I am tired of being called an elitist and a snob; I am tired of having my candidates (all from working class backgrounds) described as elitists and snobs simply because they are intelligent and hardworking. Many other Americans are tiring of it, too.
My boyfriend's father was raised in Kentucky, voted for Reagan, and has remained politically independent. His forebearers served in every US conflict since the American Revolution (his father won America's second-highest honor in WWII). He is the first of his family to attend college, earning a PhD from Harvard. This year, he's supporting Barack Obama, because, as he put it, "I'm tired of being labeled an elitist because I went to Harvard, like it's something I should be ashamed of." On the stump, republicans spit out the names of Ivy League colleges as though they were institutions for deviants (unless their own children are attending).
Republicans, I ask that you forgive my elitism in not seeing the need to eliminate taxes on stock market winnings (earned without effort) or $2 million dollar inheritances (the product of someone else's effort). Or failing to support tax breaks for companies reaching new profit records each quarter after gouging every-day Americans at the gas pump.
Republican philosophies are flat-out wrong and un-American. It is unfortunate so many poor Americans are hypnotized by the monotonous repetition of garbage fed to them and believe making the rich richer somehow can help them get rich, too.

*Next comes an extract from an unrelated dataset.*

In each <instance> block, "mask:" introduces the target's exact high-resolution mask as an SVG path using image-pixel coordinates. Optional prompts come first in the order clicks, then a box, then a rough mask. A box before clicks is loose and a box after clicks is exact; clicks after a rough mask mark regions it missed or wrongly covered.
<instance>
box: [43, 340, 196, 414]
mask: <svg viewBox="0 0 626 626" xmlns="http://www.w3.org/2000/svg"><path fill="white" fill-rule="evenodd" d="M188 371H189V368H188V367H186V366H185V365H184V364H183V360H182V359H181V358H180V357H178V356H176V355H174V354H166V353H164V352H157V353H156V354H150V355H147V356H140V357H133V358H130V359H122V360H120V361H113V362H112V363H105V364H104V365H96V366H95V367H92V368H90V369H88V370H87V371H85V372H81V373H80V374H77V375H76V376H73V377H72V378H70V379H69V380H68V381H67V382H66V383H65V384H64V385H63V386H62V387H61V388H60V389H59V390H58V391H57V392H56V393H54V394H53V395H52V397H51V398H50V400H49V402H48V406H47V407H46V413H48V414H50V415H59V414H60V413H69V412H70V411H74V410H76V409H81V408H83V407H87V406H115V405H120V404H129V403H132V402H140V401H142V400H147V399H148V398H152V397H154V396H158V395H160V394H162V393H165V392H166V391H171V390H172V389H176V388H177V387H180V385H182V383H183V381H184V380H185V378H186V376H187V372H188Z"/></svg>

This line of attack works only because it feeds on the working class' resentment at being poor and struggling. You see, when someone inherits wealth, they're merely fortunate. But when someone rises from the ranks of the working class to achieve greatness, those who remain behind may examine their own lives. They work hard, so why didn't they make it, too? It diminishes self-esteem and arouses resentment. They transfer this diminished self-esteem into resentment at the guy who "escaped,"; because they look down on themselves, they imagine he must, too. If he is a rich republican, he probably does, because rich republicans believe anyone can make it out of the working class if they try hard enough and that anyone who fails to do so simply did not work hard enough.

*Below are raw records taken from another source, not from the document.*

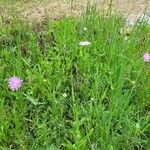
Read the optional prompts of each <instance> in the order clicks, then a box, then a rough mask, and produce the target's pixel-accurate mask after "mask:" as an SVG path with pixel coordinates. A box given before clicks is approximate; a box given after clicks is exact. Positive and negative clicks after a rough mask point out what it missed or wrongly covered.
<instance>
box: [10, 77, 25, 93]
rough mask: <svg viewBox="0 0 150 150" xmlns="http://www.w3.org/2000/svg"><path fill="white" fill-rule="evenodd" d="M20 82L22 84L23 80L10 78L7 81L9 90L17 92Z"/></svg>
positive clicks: (12, 77) (17, 77)
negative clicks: (7, 81)
mask: <svg viewBox="0 0 150 150" xmlns="http://www.w3.org/2000/svg"><path fill="white" fill-rule="evenodd" d="M22 82H23V80H21V79H20V78H19V77H16V76H14V77H11V78H10V79H9V81H8V83H9V88H10V89H11V90H12V91H17V90H18V89H19V88H20V87H21V85H22Z"/></svg>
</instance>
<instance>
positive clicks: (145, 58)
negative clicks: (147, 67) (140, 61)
mask: <svg viewBox="0 0 150 150" xmlns="http://www.w3.org/2000/svg"><path fill="white" fill-rule="evenodd" d="M144 61H145V62H149V61H150V54H149V53H145V54H144Z"/></svg>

I confess to be among the 2% that will take a hit under Obama's tax plan (despite being nowhere close to rich). Yet, I grew up poor and my relatives are still poor. What republicans call elitist I refer to as remembering where I came from.
If Republicans truly want people to have more "of their" money, why not support minimum wage increases? Or charge less for gas? How about dropping the $35 late payment/overdraft fees? And stop jacking up interest rates to 30% for a missed payment when someone is down on their luck? No doubt many republican voters have experienced this financial gouging, yet how many realize it is primarily republican-operated companies that lobby against reforming them? They lobby for the right to continue picking the pocket of the working class.

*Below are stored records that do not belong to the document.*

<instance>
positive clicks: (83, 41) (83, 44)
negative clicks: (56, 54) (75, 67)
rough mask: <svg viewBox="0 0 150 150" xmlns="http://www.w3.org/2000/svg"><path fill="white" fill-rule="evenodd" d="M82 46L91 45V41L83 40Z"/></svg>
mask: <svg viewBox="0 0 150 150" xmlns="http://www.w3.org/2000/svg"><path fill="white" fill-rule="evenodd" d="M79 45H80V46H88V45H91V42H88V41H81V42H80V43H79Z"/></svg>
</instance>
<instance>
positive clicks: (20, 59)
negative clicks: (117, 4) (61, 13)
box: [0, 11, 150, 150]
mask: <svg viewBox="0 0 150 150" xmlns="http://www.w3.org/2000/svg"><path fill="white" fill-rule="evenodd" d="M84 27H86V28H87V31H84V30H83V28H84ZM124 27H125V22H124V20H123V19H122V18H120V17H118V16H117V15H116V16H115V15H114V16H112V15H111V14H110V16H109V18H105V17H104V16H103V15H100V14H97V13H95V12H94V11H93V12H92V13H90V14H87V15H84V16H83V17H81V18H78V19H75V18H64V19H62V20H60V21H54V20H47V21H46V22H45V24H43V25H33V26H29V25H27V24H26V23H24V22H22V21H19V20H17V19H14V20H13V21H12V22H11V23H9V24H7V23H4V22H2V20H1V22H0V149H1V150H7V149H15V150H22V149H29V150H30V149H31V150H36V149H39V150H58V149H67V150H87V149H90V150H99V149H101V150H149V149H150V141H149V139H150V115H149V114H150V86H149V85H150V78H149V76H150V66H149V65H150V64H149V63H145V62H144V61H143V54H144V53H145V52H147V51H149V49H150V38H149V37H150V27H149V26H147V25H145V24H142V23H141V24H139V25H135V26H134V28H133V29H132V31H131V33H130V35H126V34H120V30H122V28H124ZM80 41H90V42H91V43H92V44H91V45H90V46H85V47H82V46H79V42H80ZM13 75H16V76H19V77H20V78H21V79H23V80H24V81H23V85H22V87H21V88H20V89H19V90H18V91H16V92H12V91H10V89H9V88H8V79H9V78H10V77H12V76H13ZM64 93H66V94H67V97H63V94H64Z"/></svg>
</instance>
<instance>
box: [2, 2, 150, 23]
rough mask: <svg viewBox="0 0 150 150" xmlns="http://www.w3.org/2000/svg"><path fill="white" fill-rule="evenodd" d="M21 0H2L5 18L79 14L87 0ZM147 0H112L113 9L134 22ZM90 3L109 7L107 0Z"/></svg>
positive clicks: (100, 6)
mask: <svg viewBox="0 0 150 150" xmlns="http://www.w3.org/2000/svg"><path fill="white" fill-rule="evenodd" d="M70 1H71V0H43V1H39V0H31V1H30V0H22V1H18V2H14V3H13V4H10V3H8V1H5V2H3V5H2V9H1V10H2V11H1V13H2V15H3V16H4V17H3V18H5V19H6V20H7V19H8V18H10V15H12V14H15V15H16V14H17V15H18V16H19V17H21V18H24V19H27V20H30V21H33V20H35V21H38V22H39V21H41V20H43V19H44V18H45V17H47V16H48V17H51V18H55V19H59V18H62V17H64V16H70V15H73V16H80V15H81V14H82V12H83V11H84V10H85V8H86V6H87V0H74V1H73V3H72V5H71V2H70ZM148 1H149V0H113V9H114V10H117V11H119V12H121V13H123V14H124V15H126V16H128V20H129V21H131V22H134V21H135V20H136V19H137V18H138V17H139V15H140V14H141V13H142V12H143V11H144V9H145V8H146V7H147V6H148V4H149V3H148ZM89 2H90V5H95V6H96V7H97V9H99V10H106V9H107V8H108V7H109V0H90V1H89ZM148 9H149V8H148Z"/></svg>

Rich people are only rich because of the money we have given them. If they voluntarily agree to reduce their profit margin and pay wages more proportional to the value of what workers produce, I will gladly support not raising their taxes.
In truth, it is because I am the opposite of an elitist that I support the democratic party. I believe I deserve no more than anyone else, and we are equals not only in America but in the world. Though I am not religious, I believe in the universal equality Jesus preached. Republican leaders, on the other hand--the moneylenders in the temple--believe they deserve all the prize money because they worked harder than everyone else and that if you haven't made it yet, it's your own damned fault.